There seems to be higher number of births between months 6 to 9 in both 1988 and 2013, although this is only ~20% increase at its peak compared to, say, January. (Interestingly, there is a skewed distribution of birthdays in our lab too, with a high distribution in the months of July and August). How does this skewed distribution affect the probability of a pair having the same birthday in a group of g randomly picked individuals?

R has a handy function to pick n random numbers between x to y. The following function picks a given number of random rows in the entire 1988 dataset, selects the date (dd-mm) in those particular rows, and determines if there is at least one pair of duplicate dates (i.e., whether 2 individuals share the same birthday. The function then returns the sample size and a boolean value (1 = at least one duplicate found, 0 = no duplicates found in the given sample).

 # function returns list of samplesize and boolean of presence of 1 or more duplicates (0 = no duplicates, 1 = at least 1 duplicate)
calcduplicates <- function(data = births1988, samplesize = 70, numberofrows = rowsin1988){
return(list(samplesize, as.numeric(sum(duplicated(data[sample(numberofrows, samplesize), 3, with = FALSE])) > 0)))
}  

Now, it’s just a matter of looping this many many times (I did it a 100 times; the larger this number, the smoother the curve, obviously.) to obtain a probability. And wrap that in another loop for sample sizes from 2 to 100.

 # for loop
for (g in 2:100) { # in a group of g people
for (n in 1:100) { # perform random sampling n times
bdayproblem <- rbind(bdayproblem, calcduplicates(samplesize = g))
}
}  

And finally, I reduced the individual observations to fractions (number of times duplicates were found per 1000 iterations) and plotted them, along with geom_smooth() to add a regression line.

 # summarise data
samplesizevsprobability <- tapply(X = bdayproblem$duplicates, INDEX = bdayproblem$samplesize, mean) # calculate mean of the "duplicates" column
samplesizevsprobability <- data.table(samplesize = as.numeric(names(samplesizevsprobability)), probability = samplesizevsprobability) # convert to dataframe
# plot
#png(filename = "./R programming assignments/births/alldata_probability.png", width = 1550, height = 1000)
ggplot(data = samplesizevsprobability, aes(x = samplesize, y = probability)) + geom_line(color = "darkblue", size = 2) + geom_smooth(color = "black") + geom_vline(aes(xintercept = 23), linetype = 2) + theme(axis.text = element_text(size=20), axis.title = element_text(size=20, face = "bold"))# plot data  
## geom_smooth() using method = 'loess' and formula 'y ~ x'

 #dev.off()  

The dotted line (x = 23) intersects the curve at y = ~0.5, which is close to the predicted value. So the slight skew in real-life birth data does not seem to have much effect on the probability curve. It would be interesting to see how much of a skew required to see a noticeable effect on the curve (if at all?). And what about leap days?

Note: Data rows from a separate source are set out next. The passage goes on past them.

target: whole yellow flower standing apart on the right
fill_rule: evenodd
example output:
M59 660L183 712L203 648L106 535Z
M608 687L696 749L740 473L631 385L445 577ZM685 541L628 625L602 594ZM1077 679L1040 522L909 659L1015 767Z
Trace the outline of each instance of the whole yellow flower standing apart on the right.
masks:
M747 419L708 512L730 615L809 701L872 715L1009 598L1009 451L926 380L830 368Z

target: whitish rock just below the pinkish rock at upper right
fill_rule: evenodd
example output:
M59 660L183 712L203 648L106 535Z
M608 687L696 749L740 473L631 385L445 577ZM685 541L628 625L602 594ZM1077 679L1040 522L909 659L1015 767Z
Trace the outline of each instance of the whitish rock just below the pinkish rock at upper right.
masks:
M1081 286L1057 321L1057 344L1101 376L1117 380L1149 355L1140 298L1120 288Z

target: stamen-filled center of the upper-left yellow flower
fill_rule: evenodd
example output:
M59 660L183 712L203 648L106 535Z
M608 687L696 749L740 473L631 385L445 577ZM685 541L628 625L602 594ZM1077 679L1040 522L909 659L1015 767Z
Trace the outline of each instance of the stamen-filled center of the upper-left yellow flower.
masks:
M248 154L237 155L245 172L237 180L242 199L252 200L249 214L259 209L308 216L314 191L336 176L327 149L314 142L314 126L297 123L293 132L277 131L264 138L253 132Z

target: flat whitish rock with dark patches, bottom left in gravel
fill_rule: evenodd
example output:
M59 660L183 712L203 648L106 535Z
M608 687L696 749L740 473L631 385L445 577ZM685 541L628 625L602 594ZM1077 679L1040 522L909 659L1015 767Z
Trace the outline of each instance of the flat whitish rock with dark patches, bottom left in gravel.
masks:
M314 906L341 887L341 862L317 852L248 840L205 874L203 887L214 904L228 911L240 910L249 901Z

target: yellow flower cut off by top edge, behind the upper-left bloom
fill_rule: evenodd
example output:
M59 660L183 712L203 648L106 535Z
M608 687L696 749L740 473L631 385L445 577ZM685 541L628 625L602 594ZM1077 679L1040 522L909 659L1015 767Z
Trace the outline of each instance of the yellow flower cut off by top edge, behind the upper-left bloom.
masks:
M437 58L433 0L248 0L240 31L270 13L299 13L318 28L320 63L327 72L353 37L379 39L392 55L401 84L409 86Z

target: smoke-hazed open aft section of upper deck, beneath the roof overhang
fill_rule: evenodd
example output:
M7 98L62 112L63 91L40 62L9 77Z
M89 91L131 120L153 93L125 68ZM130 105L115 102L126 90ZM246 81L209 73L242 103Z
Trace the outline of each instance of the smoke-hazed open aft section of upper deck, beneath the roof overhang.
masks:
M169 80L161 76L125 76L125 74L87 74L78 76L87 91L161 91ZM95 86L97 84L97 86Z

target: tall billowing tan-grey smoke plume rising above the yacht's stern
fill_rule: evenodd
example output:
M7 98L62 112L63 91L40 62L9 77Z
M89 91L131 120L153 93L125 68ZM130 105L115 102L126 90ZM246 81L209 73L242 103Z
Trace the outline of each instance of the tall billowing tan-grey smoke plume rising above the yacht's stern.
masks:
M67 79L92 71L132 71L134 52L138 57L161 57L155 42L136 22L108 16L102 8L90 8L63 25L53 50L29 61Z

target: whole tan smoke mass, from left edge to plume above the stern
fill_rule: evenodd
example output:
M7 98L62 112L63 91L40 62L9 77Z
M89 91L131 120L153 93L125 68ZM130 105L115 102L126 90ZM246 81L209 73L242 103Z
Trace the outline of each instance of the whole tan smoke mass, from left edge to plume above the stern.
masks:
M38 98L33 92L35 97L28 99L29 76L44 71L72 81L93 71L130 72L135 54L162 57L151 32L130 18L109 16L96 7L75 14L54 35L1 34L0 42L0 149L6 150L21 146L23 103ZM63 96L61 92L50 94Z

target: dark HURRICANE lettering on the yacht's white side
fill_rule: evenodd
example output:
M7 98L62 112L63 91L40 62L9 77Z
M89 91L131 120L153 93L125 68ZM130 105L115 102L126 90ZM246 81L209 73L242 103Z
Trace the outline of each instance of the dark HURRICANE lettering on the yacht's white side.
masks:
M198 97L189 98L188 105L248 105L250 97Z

Going back to the sample size of 75 from my med school, it turns out the number of birthday pairs is in fact lower than expected, as running the above function with 1000 iterations (with sample size = 75) gives a mean duplicate number of ~7.

 dupfor75 <- numeric()
for (i in 1:100) {dupfor75 <- c(dupfor75, sum(duplicated(births1988[sample(rowsin1988, 75), 3, with = FALSE])))}
mean(dupfor75) 
## [1] 6.63

Any suggestions on how to do the same analysis faster, or on how to improve it, are of course welcome.